Im Schiffsraume wurde tüchtig herumgewirthschaftet, um die nothwendigen Lebensmittelsorten herauszufinden, und wir hatten bis Mittag recht schwer zu arbeiten. Patronen wurden vertheilt, jeder bekam 10 in seinen Sack, und eine Kiste mit Schrot- und Kugelpatronen wurde nach dem Depot gebracht. Dann aßen wir zu Abend, später als wir es sonst Sonnabends thun, und hofften auf eine gute Nachtruhe. Es sollte aber anders kommen.

Um 8 Uhr begannen die Pressungen wieder, und diesmal wurde es ernst. Die Eismasse zu unserer Linken wälzte sich über das auf dem Vorderdeck ausgespannte Schneesegel hin bis zur Kommandobrücke empor. Jetzt galt es also, sich zu retten; der Ruf »Alle Mann auf Deck« ertönte. Nansen hatte ihn ausgestoßen. Dieser war gleich im Anfang auf Deck geeilt und hatte die Hunde, die das Schneesegel vor dem stürzenden Eise beschützte, losgemacht. Es war wirklich ein Wunder, daß das Segel hielt.

Ich war gerade dabei, die Strümpfe auszuziehen, und stand sehr leicht gekleidet in der Küche, wo ich gewartet hatte, bis nach Sverdrup die Reihe des Waschens an mich kam. Ich hatte mir eben erst die Hände naß gemacht, als der Alarmruf laut wurde. Es war ungemüthlich, dazusitzen und sich wieder anzuziehen, während einer nach dem andern auf Deck verschwand, die Pressungen ein betäubendes Gepolter verursachten und die »Fram« unter dem herandrängenden Eise ächzte. Ich kam nicht früher auf Deck, als bis die Pressung beinahe vorbei war und die andern schon wieder die Treppen hinabstiegen, um die Transportsäcke, die Schlafsäcke und allerlei Kleidungsstücke zu holen. Selbst in diesem Augenblicke, als alles zum Verlassen des Schiffes bereit war, zeigte sich, daß noch mancherlei unbedingt mitgenommen werden mußte.

Zum Glück betrug die Temperatur nicht mehr als einige 20 Grad Kälte. Sollte die »Fram« wirklich draufgehen, so waren wir ja auf dem Eise in Sicherheit und hatten dort Hunde, Schlitten, Segel, Zelte, Schlafsäcke, Kleider und Lebensmittel für ein ganzes Jahr. Allerdings waren wir mitten im Meere und von der nächsten bekannten Küste ungefähr 440 Kilometer entfernt.
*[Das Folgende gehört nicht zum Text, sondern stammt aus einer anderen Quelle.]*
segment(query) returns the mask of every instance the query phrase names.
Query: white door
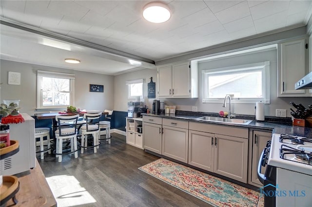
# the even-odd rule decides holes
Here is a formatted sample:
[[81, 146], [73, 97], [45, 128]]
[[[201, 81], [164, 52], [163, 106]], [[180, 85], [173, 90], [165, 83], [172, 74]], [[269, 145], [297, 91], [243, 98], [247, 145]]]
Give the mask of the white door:
[[214, 134], [189, 131], [189, 164], [214, 171]]
[[159, 67], [157, 70], [159, 97], [172, 96], [171, 66]]
[[191, 94], [190, 70], [188, 62], [172, 66], [173, 95], [189, 96]]

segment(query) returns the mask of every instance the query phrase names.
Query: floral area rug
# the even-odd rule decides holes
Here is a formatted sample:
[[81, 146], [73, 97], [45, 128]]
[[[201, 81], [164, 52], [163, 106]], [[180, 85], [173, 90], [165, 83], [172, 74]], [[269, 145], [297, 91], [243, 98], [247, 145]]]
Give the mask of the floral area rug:
[[259, 192], [163, 158], [138, 169], [215, 207], [264, 206]]

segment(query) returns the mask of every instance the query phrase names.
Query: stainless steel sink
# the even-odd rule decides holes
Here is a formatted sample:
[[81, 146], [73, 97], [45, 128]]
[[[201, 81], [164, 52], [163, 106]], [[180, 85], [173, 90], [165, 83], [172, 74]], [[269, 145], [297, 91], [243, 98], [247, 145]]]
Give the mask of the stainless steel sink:
[[244, 124], [244, 125], [249, 124], [252, 121], [253, 121], [252, 120], [230, 119], [230, 118], [226, 118], [216, 117], [214, 116], [202, 116], [201, 117], [197, 118], [196, 119], [202, 120], [203, 121], [207, 121], [232, 123], [234, 124]]

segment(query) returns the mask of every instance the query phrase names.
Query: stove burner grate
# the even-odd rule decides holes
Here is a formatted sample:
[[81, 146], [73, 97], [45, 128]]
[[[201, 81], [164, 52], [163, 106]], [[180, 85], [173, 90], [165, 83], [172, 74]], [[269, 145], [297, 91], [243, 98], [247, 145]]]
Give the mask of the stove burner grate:
[[[295, 160], [286, 158], [288, 154], [293, 155]], [[284, 160], [312, 165], [312, 153], [305, 152], [304, 150], [298, 150], [285, 145], [281, 146], [280, 157]]]
[[[285, 140], [289, 140], [289, 142], [285, 142]], [[297, 136], [281, 134], [279, 137], [279, 142], [293, 145], [304, 145], [305, 142], [312, 143], [312, 138], [299, 138]]]

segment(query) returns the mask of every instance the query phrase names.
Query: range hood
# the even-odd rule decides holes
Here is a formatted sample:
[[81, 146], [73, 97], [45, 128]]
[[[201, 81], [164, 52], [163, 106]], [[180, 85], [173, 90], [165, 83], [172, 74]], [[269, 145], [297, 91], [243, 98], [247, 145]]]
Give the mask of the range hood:
[[310, 72], [295, 83], [294, 89], [295, 90], [312, 89], [312, 72]]

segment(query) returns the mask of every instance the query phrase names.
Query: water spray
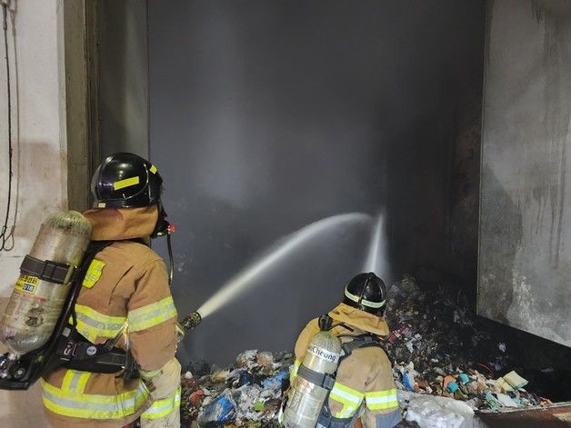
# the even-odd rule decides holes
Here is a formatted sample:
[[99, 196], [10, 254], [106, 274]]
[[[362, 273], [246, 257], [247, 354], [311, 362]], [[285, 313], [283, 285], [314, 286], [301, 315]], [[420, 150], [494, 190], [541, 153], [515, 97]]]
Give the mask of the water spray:
[[363, 271], [372, 272], [386, 281], [389, 280], [390, 273], [386, 254], [386, 231], [384, 213], [378, 215], [371, 233], [371, 241]]
[[195, 315], [191, 314], [185, 320], [193, 315], [194, 317], [188, 320], [189, 325], [193, 325], [198, 317], [202, 319], [211, 315], [235, 299], [236, 295], [251, 288], [255, 279], [282, 263], [286, 256], [298, 250], [304, 244], [311, 242], [322, 234], [331, 233], [344, 225], [354, 225], [371, 222], [371, 220], [370, 215], [363, 213], [348, 213], [324, 218], [303, 227], [288, 235], [286, 241], [275, 250], [231, 278], [194, 313], [196, 314]]

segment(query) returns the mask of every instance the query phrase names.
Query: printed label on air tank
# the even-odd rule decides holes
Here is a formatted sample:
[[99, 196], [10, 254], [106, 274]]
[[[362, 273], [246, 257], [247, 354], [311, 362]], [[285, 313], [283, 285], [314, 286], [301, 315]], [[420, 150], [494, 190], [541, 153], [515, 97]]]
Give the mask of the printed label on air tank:
[[337, 353], [332, 353], [331, 351], [327, 351], [326, 349], [312, 344], [307, 347], [307, 352], [313, 353], [316, 357], [323, 358], [324, 360], [327, 360], [331, 363], [336, 363], [339, 359], [339, 354]]
[[15, 283], [15, 289], [21, 292], [29, 293], [30, 294], [35, 294], [37, 292], [37, 284], [40, 279], [36, 276], [20, 275]]

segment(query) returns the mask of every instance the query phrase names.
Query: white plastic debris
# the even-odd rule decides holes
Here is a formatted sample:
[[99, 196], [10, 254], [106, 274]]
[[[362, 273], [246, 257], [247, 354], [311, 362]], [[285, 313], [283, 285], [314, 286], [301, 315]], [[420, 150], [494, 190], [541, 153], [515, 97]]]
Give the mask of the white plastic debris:
[[405, 419], [420, 428], [468, 428], [473, 425], [474, 411], [466, 403], [446, 397], [398, 392]]

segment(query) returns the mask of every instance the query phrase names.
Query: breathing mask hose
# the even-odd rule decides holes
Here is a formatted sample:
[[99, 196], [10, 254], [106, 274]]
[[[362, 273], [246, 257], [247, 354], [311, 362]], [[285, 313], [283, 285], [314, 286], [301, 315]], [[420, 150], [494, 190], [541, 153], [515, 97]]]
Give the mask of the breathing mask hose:
[[196, 311], [187, 314], [180, 323], [185, 332], [189, 332], [202, 322], [202, 316]]

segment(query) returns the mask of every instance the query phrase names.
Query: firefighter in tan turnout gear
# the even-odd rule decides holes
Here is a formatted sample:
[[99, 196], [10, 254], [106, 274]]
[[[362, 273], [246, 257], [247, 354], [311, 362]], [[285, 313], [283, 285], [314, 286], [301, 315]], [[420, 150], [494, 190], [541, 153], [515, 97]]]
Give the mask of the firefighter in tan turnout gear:
[[[108, 242], [83, 280], [75, 313], [88, 342], [114, 341], [138, 374], [59, 368], [42, 380], [45, 413], [59, 427], [180, 427], [176, 309], [166, 268], [148, 238], [165, 234], [156, 167], [132, 154], [105, 159], [92, 181], [92, 241]], [[94, 348], [95, 349], [95, 348]]]
[[[305, 367], [306, 353], [311, 352], [315, 358], [316, 343], [317, 347], [324, 343], [321, 337], [324, 332], [338, 339], [337, 350], [334, 346], [329, 348], [330, 354], [325, 353], [332, 362], [336, 355], [339, 358], [334, 366], [336, 373], [335, 369], [330, 371], [329, 385], [323, 388], [328, 395], [317, 418], [316, 426], [318, 428], [352, 427], [358, 418], [365, 428], [390, 428], [400, 422], [391, 363], [379, 340], [389, 333], [384, 318], [386, 305], [386, 289], [383, 281], [373, 273], [357, 274], [346, 286], [343, 302], [327, 315], [309, 322], [299, 335], [291, 373], [292, 385], [294, 389], [296, 387], [298, 375], [304, 382], [297, 384], [312, 383], [310, 386], [298, 387], [297, 393], [301, 394], [315, 394], [316, 389], [316, 389], [316, 383], [327, 383], [327, 376], [319, 378], [323, 375]], [[308, 350], [308, 345], [312, 349]], [[316, 353], [324, 356], [323, 348]], [[306, 409], [308, 407], [306, 404]], [[298, 419], [291, 426], [304, 426], [304, 423]]]

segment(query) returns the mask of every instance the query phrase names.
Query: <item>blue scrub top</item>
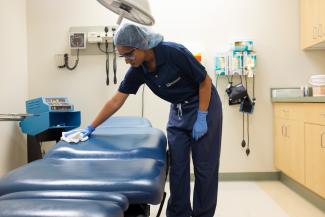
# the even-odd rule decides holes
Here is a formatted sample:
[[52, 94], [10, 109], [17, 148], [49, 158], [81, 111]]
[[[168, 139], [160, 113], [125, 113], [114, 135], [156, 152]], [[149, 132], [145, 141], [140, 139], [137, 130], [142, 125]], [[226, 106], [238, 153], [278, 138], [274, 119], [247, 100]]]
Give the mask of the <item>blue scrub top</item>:
[[199, 85], [207, 72], [192, 53], [183, 45], [173, 42], [161, 42], [153, 50], [156, 71], [149, 72], [143, 64], [129, 68], [119, 91], [136, 94], [145, 83], [157, 96], [173, 104], [197, 96]]

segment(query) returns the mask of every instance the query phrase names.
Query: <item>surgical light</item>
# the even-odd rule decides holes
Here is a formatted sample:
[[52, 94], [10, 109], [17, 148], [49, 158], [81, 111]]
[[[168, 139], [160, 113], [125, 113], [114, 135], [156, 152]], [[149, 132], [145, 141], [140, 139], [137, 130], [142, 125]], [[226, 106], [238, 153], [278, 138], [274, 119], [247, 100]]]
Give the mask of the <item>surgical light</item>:
[[155, 20], [147, 0], [97, 0], [104, 7], [119, 15], [117, 24], [127, 18], [139, 24], [151, 26]]

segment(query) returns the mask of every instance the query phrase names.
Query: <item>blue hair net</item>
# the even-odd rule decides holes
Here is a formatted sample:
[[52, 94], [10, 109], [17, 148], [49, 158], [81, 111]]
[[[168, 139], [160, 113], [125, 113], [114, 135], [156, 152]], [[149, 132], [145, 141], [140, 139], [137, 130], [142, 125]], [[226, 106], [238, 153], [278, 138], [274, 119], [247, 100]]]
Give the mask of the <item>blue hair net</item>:
[[120, 26], [114, 35], [114, 44], [116, 46], [148, 50], [156, 47], [163, 39], [162, 35], [154, 33], [145, 27], [126, 23]]

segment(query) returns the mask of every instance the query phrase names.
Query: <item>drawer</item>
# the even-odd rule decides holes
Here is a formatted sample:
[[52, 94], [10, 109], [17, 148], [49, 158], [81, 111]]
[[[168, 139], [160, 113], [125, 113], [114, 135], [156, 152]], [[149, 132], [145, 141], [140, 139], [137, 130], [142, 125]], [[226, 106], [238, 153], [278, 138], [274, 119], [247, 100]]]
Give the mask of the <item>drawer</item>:
[[305, 104], [305, 122], [325, 125], [325, 103]]
[[276, 118], [303, 120], [304, 104], [303, 103], [274, 103], [274, 116]]

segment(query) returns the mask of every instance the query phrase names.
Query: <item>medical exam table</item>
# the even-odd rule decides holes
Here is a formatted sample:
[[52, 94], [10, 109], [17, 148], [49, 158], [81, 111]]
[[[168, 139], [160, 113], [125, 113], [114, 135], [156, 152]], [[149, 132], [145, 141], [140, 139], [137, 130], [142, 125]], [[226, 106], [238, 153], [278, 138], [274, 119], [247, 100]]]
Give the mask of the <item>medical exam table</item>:
[[148, 120], [112, 117], [0, 179], [0, 217], [149, 216], [166, 196], [166, 144]]

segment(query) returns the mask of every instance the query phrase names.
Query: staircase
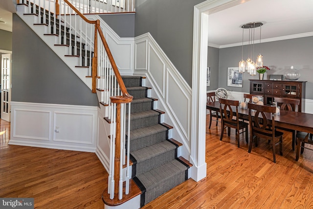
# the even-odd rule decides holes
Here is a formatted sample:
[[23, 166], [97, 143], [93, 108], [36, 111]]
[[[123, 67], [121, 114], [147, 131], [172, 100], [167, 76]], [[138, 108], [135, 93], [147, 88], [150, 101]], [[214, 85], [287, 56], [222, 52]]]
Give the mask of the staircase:
[[127, 91], [134, 96], [130, 151], [133, 163], [132, 177], [141, 190], [142, 207], [186, 180], [191, 165], [178, 157], [178, 149], [182, 144], [169, 139], [173, 127], [160, 122], [161, 115], [165, 113], [153, 109], [157, 99], [147, 97], [149, 89], [141, 86], [142, 78], [122, 78]]
[[[26, 7], [27, 5], [24, 6]], [[38, 7], [36, 8], [37, 13], [38, 11], [41, 11], [42, 17], [44, 10], [39, 9]], [[70, 59], [71, 57], [75, 59], [74, 66], [73, 65], [69, 66], [74, 72], [75, 69], [77, 68], [86, 68], [87, 71], [89, 71], [90, 57], [93, 52], [87, 50], [83, 39], [76, 35], [74, 32], [70, 32], [71, 29], [62, 26], [62, 23], [60, 24], [62, 22], [57, 19], [56, 22], [59, 23], [55, 25], [56, 28], [51, 26], [51, 30], [48, 29], [51, 32], [48, 33], [47, 31], [48, 25], [54, 24], [54, 14], [51, 13], [51, 23], [49, 24], [49, 15], [45, 11], [45, 20], [42, 18], [41, 22], [38, 23], [36, 21], [37, 16], [32, 14], [34, 13], [32, 9], [32, 14], [24, 14], [24, 16], [34, 16], [34, 24], [45, 27], [45, 29], [42, 30], [44, 33], [42, 35], [45, 37], [53, 37], [53, 40], [61, 39], [59, 44], [51, 44], [52, 46], [50, 47], [61, 46], [66, 48], [65, 50], [66, 54], [62, 53], [59, 56], [65, 57], [63, 59]], [[32, 18], [33, 17], [31, 17]], [[67, 34], [66, 37], [70, 37], [70, 40], [66, 37], [66, 40], [64, 38], [65, 34]], [[55, 50], [56, 51], [57, 50]], [[88, 73], [86, 72], [81, 75], [84, 74]], [[89, 82], [86, 82], [86, 78], [89, 76], [78, 75], [89, 88], [91, 87], [91, 79]], [[132, 76], [122, 77], [127, 92], [134, 97], [131, 108], [130, 134], [126, 136], [127, 140], [130, 139], [130, 149], [126, 152], [130, 152], [133, 163], [132, 178], [141, 191], [140, 205], [142, 207], [186, 180], [188, 178], [188, 168], [192, 165], [183, 158], [178, 156], [178, 153], [180, 152], [179, 149], [182, 144], [173, 139], [169, 139], [169, 135], [171, 136], [170, 132], [173, 127], [162, 122], [161, 116], [165, 113], [154, 109], [154, 103], [156, 102], [157, 99], [148, 97], [149, 91], [151, 90], [149, 88], [142, 86], [142, 80], [145, 78]], [[101, 111], [102, 116], [110, 123], [110, 120], [107, 117], [108, 104], [104, 101], [103, 94], [101, 93], [104, 91], [104, 89], [98, 88], [97, 95], [100, 108], [103, 110]], [[127, 113], [127, 110], [126, 112]], [[126, 119], [128, 119], [128, 114], [126, 114]], [[126, 128], [128, 129], [127, 127]], [[126, 130], [126, 133], [127, 131]], [[105, 204], [107, 202], [105, 198], [104, 201]]]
Wir waren gar nicht niedergeschlagen, es schien uns nur merkwürdig, daß das Pressen jetzt mit einem male ganz aufhörte. Es war, als sei die Wuth des Eises gestillt, nachdem es uns vom Schiffe gejagt hatte. Nachher stellte sich heraus, daß die »Fram« sich beinahe um einen Fuß gehoben hatte und nach hinten vorgerückt war. Dabei hatte sie sich auch wieder ein bischen nach Steuerbord geneigt, und die Schlagseite, die in der Nacht auf den Sonnabend noch 7° betrug, ist jetzt 6 ½°.

Als alles wieder geborgen war und wir uns nach und nach alle an Bord eingefunden hatten, versammelten wir uns sämmtlich in Sverdrup's Kabine zu einem kleinen fröhlichen Gelage. Sverdrup theilte uns von seinem großen, durch Tauschhandel gewonnenen Honigkuchenlager mit, und wir stießen mit Malzextract darauf an, daß wir noch manches Glas an Bord der »Fram« trinken möchten.

Es wurde bestimmt, daß wir die Nacht über an Bord bleiben sollten. Die Wache wurde in gewohnter Weise angetreten, während wir andern uns in die leeren Kojen legten, bereit, beim ersten Alarmrufe auf Deck zu eilen. Unter den gegenwärtigen Umständen wurde jedoch aus dem Schlafen noch weniger als in der vorigen Nacht. Wir lagen eine Welle im Halbschlummer, mußten dann auf Wache und versuchten nachher wieder einzuschlafen. Aber die Nacht verlief ruhig und bisjetzt, da ich am Sonntag Mittag diese Notizen auf ein Stück loses Papier niederschreibe – unsere Tagebücher befinden sich drüben im Depot – haben die Pressungen noch nicht wieder angefangen.